[Recap] How Grab optimized the storage of segments membership for 270 million users by using the Roaring Bitmap

May 12, 2024

Reference:

Background

Launched in 2019, the Segmentation Platform is Grab's central system for user segmentation across all business verticals, enabling teams to create and retrieve user segments with attributes from our data ecosystem.
Based on their interaction patterns with Grab superapp, Grab has clustered users into a few segments.
For example:
- “New segment”: Users recently signed up to the Grab app but haven’t taken any rides yet.
- “Active segment”: Users who took rides in the past month.
- Utilizing these metrics, Grab determined optimal daily and weekly frequency limits for each user segment. The solution ensures a user's communications don't surpass these segment thresholds.

Segmentation Platform comprises two major subsystems: Segment Creation and Segment Serving
Segmentation Platform architecture

Segment creation is powered by Spark jobs. When a Grab team creates a segment, a Spark job starts to retrieve data from our data lake. After the data is retrieved, cleaned, and validated, the Spark job calls the serving sub-system to populate the segment with users.
Segment serving operates via a suite of Go services, with ScyllaDB chosen as the primary storage layer for its horizontal scalability and ability to meet <80ms p99 SLA. Users within a segment are stored as rows indexed by user ID, ensuring segment data is evenly spread across ScyllaDB clusters.

Segmentation Platform handles up to 12K read and 36K write QPS, with a p99 latency of 40ms.

The creation of more and larger segments caused a bottleneck in write QPS, leading to extended latency.
Grab services requested even lower latency for membership checks.
- With a huge customer base of over 270 million users, storing the user segment membership information has to be cost-efficient and memory-sleek. Querying the segment to which a user belongs should also have minimal latency.

As a segment is stored across multiple rows in ScyllaDB, creating a large segment incurs a huge number of writes to the database. What we needed was a better way to store a large set of user IDs.

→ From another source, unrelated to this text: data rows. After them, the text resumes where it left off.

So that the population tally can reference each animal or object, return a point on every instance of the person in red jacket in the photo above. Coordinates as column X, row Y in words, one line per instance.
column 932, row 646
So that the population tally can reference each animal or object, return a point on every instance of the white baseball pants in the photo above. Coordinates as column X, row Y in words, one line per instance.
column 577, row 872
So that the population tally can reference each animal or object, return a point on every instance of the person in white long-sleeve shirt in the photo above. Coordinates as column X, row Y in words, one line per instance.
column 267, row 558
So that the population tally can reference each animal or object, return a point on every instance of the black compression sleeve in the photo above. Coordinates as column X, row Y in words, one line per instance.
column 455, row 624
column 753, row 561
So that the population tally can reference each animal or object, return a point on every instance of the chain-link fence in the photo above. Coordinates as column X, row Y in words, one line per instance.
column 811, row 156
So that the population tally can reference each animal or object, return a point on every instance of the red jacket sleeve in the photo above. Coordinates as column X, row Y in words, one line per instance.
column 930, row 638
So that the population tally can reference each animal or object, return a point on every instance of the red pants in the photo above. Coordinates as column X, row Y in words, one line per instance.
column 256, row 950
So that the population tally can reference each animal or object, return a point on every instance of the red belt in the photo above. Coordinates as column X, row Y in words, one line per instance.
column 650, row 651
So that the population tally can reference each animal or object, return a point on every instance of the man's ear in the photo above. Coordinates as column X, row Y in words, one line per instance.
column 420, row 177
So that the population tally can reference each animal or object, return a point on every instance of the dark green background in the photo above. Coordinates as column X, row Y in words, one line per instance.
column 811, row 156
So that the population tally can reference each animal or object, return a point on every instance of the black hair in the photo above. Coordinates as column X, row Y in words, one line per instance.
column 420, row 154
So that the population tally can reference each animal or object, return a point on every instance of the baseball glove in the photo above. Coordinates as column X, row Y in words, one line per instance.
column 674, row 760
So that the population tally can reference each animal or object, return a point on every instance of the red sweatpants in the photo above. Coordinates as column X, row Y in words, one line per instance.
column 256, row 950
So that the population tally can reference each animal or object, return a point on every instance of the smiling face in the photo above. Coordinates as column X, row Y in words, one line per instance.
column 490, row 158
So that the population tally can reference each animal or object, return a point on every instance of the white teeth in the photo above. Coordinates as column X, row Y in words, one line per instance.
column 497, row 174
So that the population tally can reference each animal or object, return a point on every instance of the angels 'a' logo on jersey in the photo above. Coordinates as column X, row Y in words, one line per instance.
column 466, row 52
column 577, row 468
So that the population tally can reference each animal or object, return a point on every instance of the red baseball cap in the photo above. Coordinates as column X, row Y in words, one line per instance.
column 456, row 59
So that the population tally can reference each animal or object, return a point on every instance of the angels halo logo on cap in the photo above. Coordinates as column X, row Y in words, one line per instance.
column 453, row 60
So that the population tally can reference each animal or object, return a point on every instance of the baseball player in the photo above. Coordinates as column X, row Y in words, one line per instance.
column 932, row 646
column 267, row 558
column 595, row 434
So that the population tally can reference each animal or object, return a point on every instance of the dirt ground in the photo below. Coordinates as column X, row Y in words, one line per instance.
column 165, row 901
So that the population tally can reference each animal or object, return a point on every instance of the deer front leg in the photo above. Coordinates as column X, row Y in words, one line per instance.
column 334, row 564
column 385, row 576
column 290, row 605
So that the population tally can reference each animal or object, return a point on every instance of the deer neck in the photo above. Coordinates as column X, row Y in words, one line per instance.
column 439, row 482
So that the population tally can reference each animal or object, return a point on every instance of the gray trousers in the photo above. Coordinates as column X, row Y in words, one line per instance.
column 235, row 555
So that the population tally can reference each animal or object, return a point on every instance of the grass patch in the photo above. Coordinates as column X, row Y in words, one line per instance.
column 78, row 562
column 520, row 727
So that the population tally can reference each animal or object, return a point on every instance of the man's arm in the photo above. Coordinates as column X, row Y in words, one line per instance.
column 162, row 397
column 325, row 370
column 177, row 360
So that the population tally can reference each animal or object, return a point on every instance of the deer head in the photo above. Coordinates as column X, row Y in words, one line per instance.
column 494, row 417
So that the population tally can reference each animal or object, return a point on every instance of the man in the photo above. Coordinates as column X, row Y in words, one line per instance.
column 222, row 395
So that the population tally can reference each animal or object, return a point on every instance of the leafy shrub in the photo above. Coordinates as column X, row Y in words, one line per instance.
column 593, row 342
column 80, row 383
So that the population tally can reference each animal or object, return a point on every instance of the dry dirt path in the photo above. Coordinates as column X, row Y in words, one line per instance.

Since user IDs are represented as integers in Grab system, a natural solution to storing a set of integers was a bitmap.
For example, a segment containing the following user IDs: 1, 4, 24, 89, 90 could be represented with a bitmap as follows:

To perform a membership check, a bitwise operation could be used to check if the user ID's index is 0 or 1 with O(1)
Bitmap needs an array size of 91 to store 5 elements
If a segment contains 2 user IDs 100 and 200,000,000, it will require a bitmap containing 200 million bits (25MB) where all but 2 of the bits are just 0. => The team needed an encoding to handle sparse segments more efficiently.
As a bitmap, the segment can also be stored as a single Blob in object storage instead of inside ScyllaDB.

We chose Roaring Bitmaps, compressed uint32 bitmaps, for more storage efficiency. They can store a segment with 1 million members in less than 1MB, as opposed to 4MB with naive encoding. Roaring Bitmaps optimizes compression by dividing the set into fixed-size integer chunks and employing three container data structures based on data distribution within each chunk.
Example
- For every element to insert to roaring bitmaps, we need to convert to 32-bit binary
  - 7000 => 0000 0000 0000 0001 0001 0001 0111 0000
    - Key 0000 0000 0000 0001
    - Value: 0001 0001 0111 0000 = 4464

Convert element to the 32-bit binary, where the 16 Most Significant Bits (MSB) are used as the key and the remaining 16 Least Significant Bits (LSB) are represented as the value in containers.
There are three types of container:
- Array container: If len(values) <= 4096, then use sorted array of 16-bit integers. O(LogN) access
- Bitmap container: when data is dense. A bitmap container is a 216 bit container. O(1) access
- Run Length Encoding (RLE) container: is used when a chunk has long consecutive values.
  - Example: if we have the set [0,1,2,3,4...90]container that would have required 91 bits can be compressed into a run container by storing only the start (0) and the length (90).
This is an exam of using Roaring Bitmap with set [5, 8, 13, 100, 70000...80000, 500320...504320, 505000...507000]

By using different containers, Roaring Bitmaps are able to achieve good compression across various data distributions, while maintaining excellent lookup performance.
Service teams are able to perform set operations (union, interaction, and difference, etc) on the segments on the fly instead of re-materialising the combined segment into the database.
- Example: quickly finding the users existing into two segments by using bitwise

The SDK manages segment retrieval, decoding, caching, and watching updates.
The SDK provides a cache with a least-recently-used eviction policy to ensure that hot segments are kept in the cache.
The SDK is able to watch for updates on a segment and the SDK will automatically refresh the cached segment when it is updated.

This post covered scaling challenges faced by the Segmentation Platform, and our solutions via alternative storage and encoding techniques for faster segment creation and low latency reads.
The SDK simplifies segment use for our teams, managing caching, eviction, and updates. Future plans include better scalability and optimization, as some use cases still depend on ScyllaDB segments opposed to Roaring Bitmaps.